Key Drivers: Balanced regulatory approach, steady technological progress, and selective implementation based on clear ROI.

Probability: 50-60%

Conservative Scenario

Technical and ethical barriers creating significant implementation challenges

Key Drivers: Restrictive regulations, technical limitations, implementation challenges, and risk-averse organizational cultures.

Probability: 15-20%

Scenario Comparison Matrix

FactorOptimisticBase CaseConservative
Implementation TimelineAcceleratedSteadyDelayed
Market AdoptionWidespreadSelectiveLimited
Technology EvolutionRapidProgressiveIncremental
Regulatory EnvironmentSupportiveBalancedRestrictive
Business ImpactTransformativeSignificantModest

Transformational Impact

Redefinition of knowledge work, automation of creative processes.
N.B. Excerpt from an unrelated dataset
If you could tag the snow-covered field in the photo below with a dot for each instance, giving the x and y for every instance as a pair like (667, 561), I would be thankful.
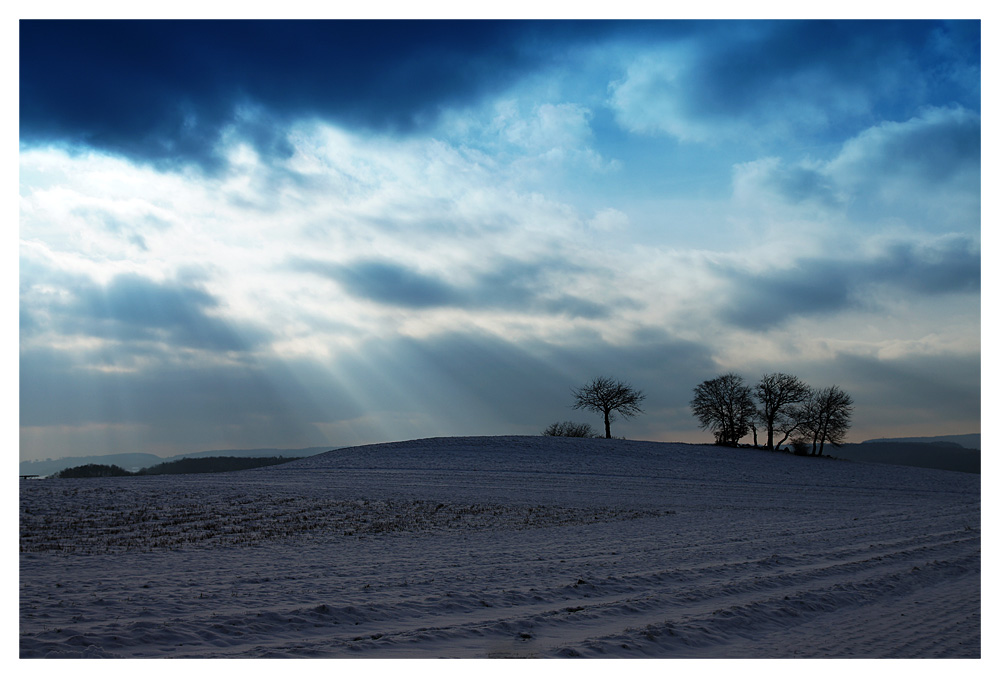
(507, 547)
This evolution will necessitate significant changes in organizational structures, talent development, and strategic planning processes.

The convergence of multiple technological trends—including artificial intelligence, quantum computing, and ubiquitous connectivity—will create both unprecedented security challenges and innovative defensive capabilities.

Implementation Challenges

Ethical concerns, computing resource limitations, talent shortages. Organizations will need to develop comprehensive change management strategies to successfully navigate these transitions.
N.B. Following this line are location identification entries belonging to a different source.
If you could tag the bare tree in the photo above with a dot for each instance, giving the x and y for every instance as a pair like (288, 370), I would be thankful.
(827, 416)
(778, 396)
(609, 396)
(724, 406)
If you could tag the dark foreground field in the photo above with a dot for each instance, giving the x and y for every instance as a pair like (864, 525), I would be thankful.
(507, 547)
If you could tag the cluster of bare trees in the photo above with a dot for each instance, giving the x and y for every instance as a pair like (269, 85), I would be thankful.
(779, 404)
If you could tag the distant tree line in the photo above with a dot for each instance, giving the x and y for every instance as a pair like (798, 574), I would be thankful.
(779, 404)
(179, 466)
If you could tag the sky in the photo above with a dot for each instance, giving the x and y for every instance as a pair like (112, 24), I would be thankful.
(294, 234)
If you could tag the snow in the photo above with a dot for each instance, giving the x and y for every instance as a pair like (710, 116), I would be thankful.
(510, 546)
Regulatory uncertainty, particularly around emerging technologies like AI in security applications, will require flexible security architectures that can adapt to evolving compliance requirements.

Key Innovations to Watch

Multimodal learning, resource-efficient AI, transparent decision systems. Organizations should monitor these developments closely to maintain competitive advantages and effective security postures.
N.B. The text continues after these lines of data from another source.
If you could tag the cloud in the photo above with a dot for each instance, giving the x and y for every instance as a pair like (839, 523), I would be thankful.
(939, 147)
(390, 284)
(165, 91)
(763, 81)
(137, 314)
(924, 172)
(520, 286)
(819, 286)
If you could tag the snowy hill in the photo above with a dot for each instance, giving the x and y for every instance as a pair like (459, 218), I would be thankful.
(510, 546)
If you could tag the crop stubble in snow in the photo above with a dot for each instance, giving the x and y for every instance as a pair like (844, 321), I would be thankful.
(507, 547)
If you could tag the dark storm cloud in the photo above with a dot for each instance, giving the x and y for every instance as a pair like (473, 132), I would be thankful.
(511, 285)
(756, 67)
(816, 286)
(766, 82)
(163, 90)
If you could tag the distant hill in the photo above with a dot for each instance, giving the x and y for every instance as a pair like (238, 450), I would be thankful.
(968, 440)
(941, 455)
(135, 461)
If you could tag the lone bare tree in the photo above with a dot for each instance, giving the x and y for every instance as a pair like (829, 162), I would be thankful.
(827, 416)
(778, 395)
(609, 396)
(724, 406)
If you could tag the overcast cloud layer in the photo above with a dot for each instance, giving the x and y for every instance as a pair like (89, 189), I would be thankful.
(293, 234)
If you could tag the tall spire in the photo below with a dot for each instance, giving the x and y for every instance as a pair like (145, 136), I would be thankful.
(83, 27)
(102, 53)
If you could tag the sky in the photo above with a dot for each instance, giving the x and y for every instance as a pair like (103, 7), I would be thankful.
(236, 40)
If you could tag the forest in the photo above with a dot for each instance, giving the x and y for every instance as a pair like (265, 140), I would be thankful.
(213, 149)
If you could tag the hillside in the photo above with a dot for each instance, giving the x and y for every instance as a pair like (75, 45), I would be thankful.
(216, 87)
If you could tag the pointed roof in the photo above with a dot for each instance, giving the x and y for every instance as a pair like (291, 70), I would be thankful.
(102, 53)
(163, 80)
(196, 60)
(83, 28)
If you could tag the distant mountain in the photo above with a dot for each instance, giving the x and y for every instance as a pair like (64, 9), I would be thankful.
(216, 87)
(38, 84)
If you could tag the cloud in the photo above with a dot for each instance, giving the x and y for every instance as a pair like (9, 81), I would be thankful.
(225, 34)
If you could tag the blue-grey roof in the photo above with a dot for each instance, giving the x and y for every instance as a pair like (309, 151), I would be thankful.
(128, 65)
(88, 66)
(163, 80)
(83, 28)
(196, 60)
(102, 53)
Strategic investments in research partnerships, technology pilots, and talent development will position forward-thinking organizations to leverage these innovations early in their development cycle.

Technical Glossary

Key technical terms and definitions to help understand the technologies discussed in this article.

Understanding the following technical concepts is essential for grasping the full implications of the security threats and defensive measures discussed in this article. These definitions provide context for both technical and non-technical readers.

Filter by difficulty:

interface intermediate

algorithm Well-designed interfaces abstract underlying complexity while providing clearly defined methods for interaction between different system components.

generative AI intermediate

interface

platform intermediate

platform Platforms provide standardized environments that reduce development complexity and enable ecosystem growth through shared functionality and integration capabilities.